Back when I ran the playtest, I used the session start move as a way to come up with ideas to run the session (or…

Back when I ran the playtest, I used the session start move as a way to come up with ideas to run the session (or…

Back when I ran the playtest, I used the session start move as a way to come up with ideas to run the session (or series of sessions). I’ve never been one for planning and have always been more likely to improv stuff that I come up with on the spot: I’m lazy that way. That works very well with PbtA and the session start move just made that style easier.

Thing is, there wasn’t a lot of rules for threats and fronts back then and I’ve never been one to use them in PbtA games out of laziness. I got by just fine,. but I do feel I wasn’t playing poker with all the cards, if you know what I mean.

With the session start move, I can see it being a little harder to use in this title.

How do other GM’s balance setting up threats, custom moves, countdown clocks, etc. when ideas for the session don’t come up until the beginning of the session?

3 thoughts on “Back when I ran the playtest, I used the session start move as a way to come up with ideas to run the session (or…”

  1. Well for the first session, or even the first few sessions, you shouldn’t even be thinking up threats or custom moves etc. Those come when you have a real feel for the characters, and established things about your setting.

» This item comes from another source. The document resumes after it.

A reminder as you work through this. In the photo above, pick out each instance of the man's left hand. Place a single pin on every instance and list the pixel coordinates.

    Think of the first few sessions as learning what’s normal in the setting, establishing it with the players. Once you and the players have figured out the current status quo, threats, storms and custom moves can be used to disrupt the status quo. Something is coming that shakes the boat, or pre-existing cracks in the city structure finally hits a breaking point.

    There’s no point establishing a werewolf revolution, until you’ve already established the werewolves are unhappy, and deal with that state of affair. Makes the players more invested in that way, since they care about the status quo, one way or the other.

  2. Well,  AFTER the first session, I play around a lot with names and concepts. I put NPCs and important concepts (poppd oout from 1st session) on a star (5, 7 8 pointed) and think about connections. This generates other concepts, which I use to get nearer to the actual threats. It’s fun, and keeps me from MAKING PLOTS, which is against the rules.

  3. Caveat: I’ve played one complete Urban Shadows game and had never played PbtA games before.

    I didn’t think about threats until just before our third session. In the first two there was a lot of following the characters around, seeing what they were interested in, generating fiction from their footsteps.

    Each player had a lot of backstory for their character before we’d arrived at the questions stage of character creation, so that helped me to think thematically about what was coming up, how to braid the disparate things their characters were concerned with into something larger. I didn’t make plots those first two games, totally no prep, but in a choice between two equally likely improvs I chose the one that favored the already emergent themes.

    After organizing the existing NPCs into threats, I could guide the start of session moves a bit more, making meaningful debts, etc.